I mean, who? The right-hander who posted a 6.28 ERA over his first two seasons with the Tigers is a borderline All-Star. His 0.66 ERA ranks second only to Clay Holmes (0.40) of the Yankees among pitchers with at least 25 innings, and he has saved the Red Sox bullpen from disaster.

Tomase: Exciting pitching prospect Brayan Bello could make an impact in Boston

Manager Alex Cora has been referring to him as, "my best reliever" for some time now, and there's no arguing the point. The sidewinder has hit 97 mph from an arm angle that should produce frisbees and the Red Sox might be sub-.500 without him.

Nicest surprise, Part II: Franchy Cordero

The numbers don't jump off the page -- .255 with three homers and a .731 OPS -- but Cordero stabilized the black hole of first base, and he should probably have more to show for it, because he consistently hits rockets.

Between Cordero and right-hander Josh Winckowski, the return for Andrew Benintendi suddenly feels bountiful. It's also worth noting that Cordero's teammates love his gregarious presence, as well as his celebrations on the basepaths.

Nicest surprise, Part III: Jarren Duran

You've got to give Duran credit. A top prospect who raced to the big leagues after developing power last year at Triple-A Worcester, his introduction to big league pitching was such a disaster, he never even sniffed the Opening Day roster this year.

He returned to Worcester without complaint and rediscovered the line drive stroke that had made him a prospect in the first place, since it allows him to use his blazing speed. Passed over multiple times for promotion, he nonetheless bided his time and finally took advantage of extended playing time in June. All he has done since is lock down the leadoff spot by hitting .329 with five steals.

It's hard to imagine Kiké Hernández regaining his job in center or atop the order when he returns.
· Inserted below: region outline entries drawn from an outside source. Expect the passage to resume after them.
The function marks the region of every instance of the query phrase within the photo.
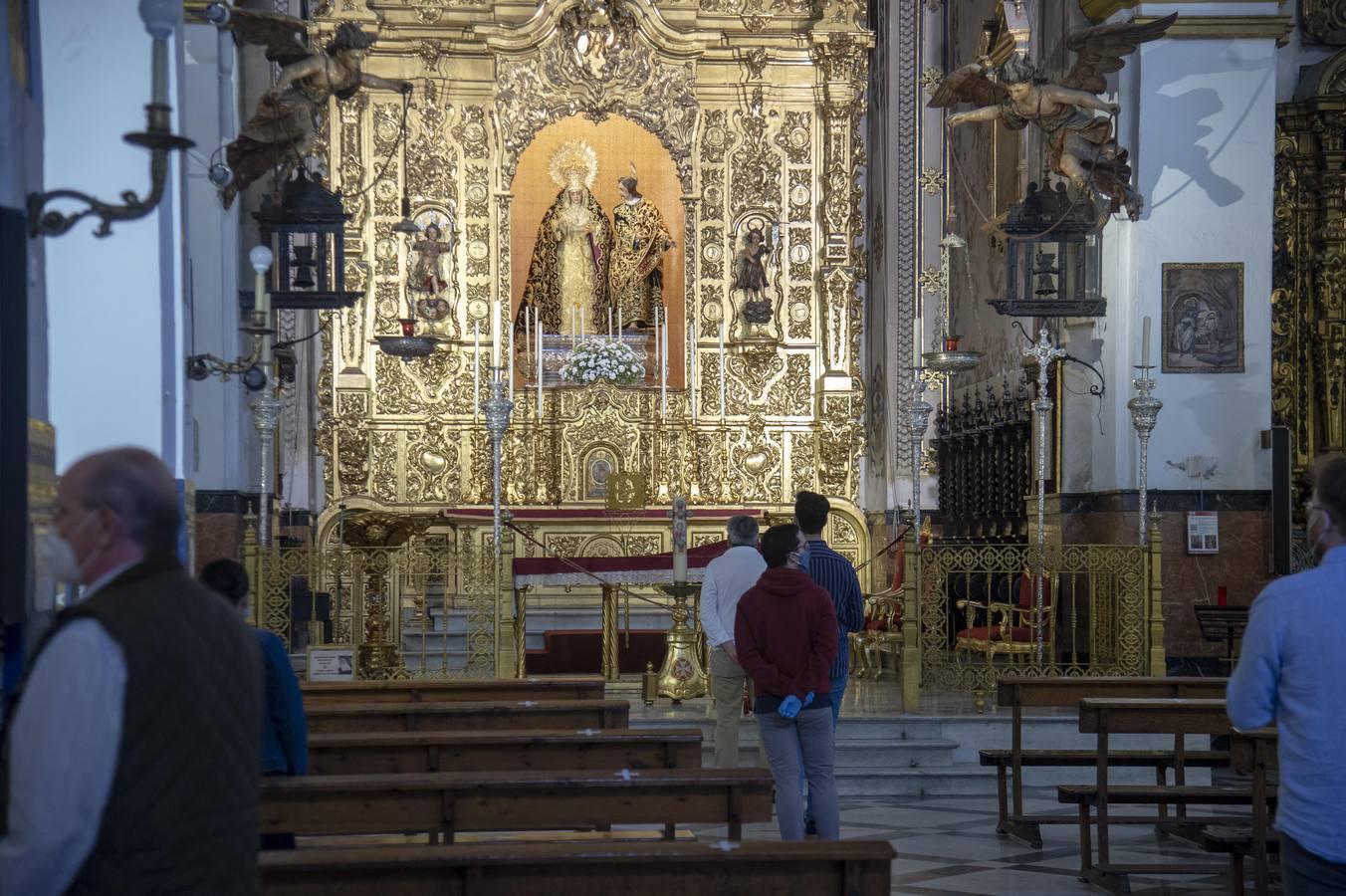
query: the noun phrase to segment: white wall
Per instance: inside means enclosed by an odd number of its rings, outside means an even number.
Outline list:
[[[1154,4],[1149,4],[1154,5]],[[1156,9],[1162,12],[1162,9]],[[1147,5],[1145,12],[1151,12]],[[1139,62],[1139,65],[1137,65]],[[1139,449],[1125,402],[1140,363],[1140,322],[1154,320],[1159,363],[1164,262],[1242,261],[1244,371],[1158,373],[1164,402],[1149,443],[1149,486],[1193,488],[1166,461],[1213,457],[1209,488],[1268,488],[1259,433],[1271,425],[1272,148],[1276,48],[1271,39],[1166,39],[1141,47],[1121,78],[1123,144],[1145,196],[1139,223],[1104,231],[1108,318],[1071,330],[1067,348],[1098,357],[1109,400],[1073,397],[1066,490],[1135,488]],[[1088,379],[1067,373],[1067,385]]]
[[[184,32],[184,133],[197,141],[197,153],[209,160],[237,132],[234,97],[237,67],[233,39],[214,26],[188,24]],[[221,74],[223,57],[223,82]],[[199,163],[187,168],[187,244],[191,315],[188,354],[234,359],[244,354],[238,332],[238,204],[225,211],[219,194]],[[197,488],[245,490],[256,474],[244,463],[250,417],[244,386],[237,377],[188,382],[191,436],[187,447]]]
[[[135,0],[44,0],[40,31],[47,188],[110,202],[124,190],[143,195],[149,153],[121,140],[144,129],[151,91],[151,40]],[[174,46],[170,59],[179,57]],[[170,63],[170,97],[178,74]],[[175,157],[160,206],[110,237],[93,238],[85,221],[46,239],[58,472],[92,451],[140,445],[184,475],[179,176]]]

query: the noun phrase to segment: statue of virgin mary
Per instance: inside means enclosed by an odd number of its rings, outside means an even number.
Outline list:
[[[598,153],[579,140],[563,144],[551,175],[561,190],[537,229],[521,311],[537,308],[542,332],[583,335],[602,328],[612,250],[612,226],[590,192]]]

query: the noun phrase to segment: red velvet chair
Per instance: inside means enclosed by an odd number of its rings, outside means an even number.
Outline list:
[[[1027,657],[1034,652],[1036,644],[1032,636],[1035,622],[1032,599],[1032,578],[1026,569],[1019,576],[1019,600],[1016,603],[957,601],[954,605],[968,613],[968,627],[954,636],[954,650],[987,654],[988,662],[995,659],[996,654]],[[1046,572],[1042,574],[1042,613],[1044,652],[1051,657],[1055,644],[1055,627],[1051,624],[1051,573]],[[976,622],[981,624],[973,624]]]

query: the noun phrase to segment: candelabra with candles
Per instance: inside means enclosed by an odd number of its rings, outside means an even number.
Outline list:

Best win: Red Sox 8, Mariners 4

This was a crazy one, and it completed a Fenway sweep of the M's in late May.

The Red Sox blew a 3-2 lead when Hansel Robles served up a game-tying homer to Eugenio Suarez with two outs in the ninth. They trailed in the 10th before tying it on Hernández's RBI single that also saw Christian Vazquez erased at the plate.

No matter, because the Red Sox loaded the bases with two outs before Cordero launched a hanging 0-2 slider over the bullpens for a walkoff grand slam.

Worst loss: Blue Jays 6, Red Sox 5

Which 6-5 loss to the Jays, you might ask, because there were two. While last week's blown save without Tanner Houck certainly hurt, it pales in comparison to the first visit to Toronto.

On April 26, the Red Sox carried a 5-2 lead into the ninth, only for Jake Diekman to serve up a game-tying two-run homer to George Springer with two outs.

After the Red Sox failed to score in the 10th, Matt Barnes walked the bases loaded (Vladimir Guerrero intentionally) before Matt Strahm served up Raimel Tapia's walkoff sacrifice fly. The defeat dropped the Red Sox to 7-11 on their way to 10-19.

Best/worst debut: Trevor Story

There's a lot to like about the free agent second baseman, but enough to give you pause, too. On the plus side, Story is playing a Gold Glove second base, with incredible range and an accurate arm. He's also hitting for power, with 14 homers and a team-leading 54 RBIs, and doing damage on the bases with 10 steals in 10 tries.

That's all good, but it's hard to overlook that he's hitting only .224 and is on pace to strike out a career-high 198 times. Tuesday offered the Story experience in a nutshell -- he homered early, exploited terrible Rays baserunning to turn a pair of double plays, and then struck out with runners on second and third to end one inning, and popped up with the bases loaded to end the game.

On the whole, he has made the team better, but he can be pitched to in big situations, and that's a concern.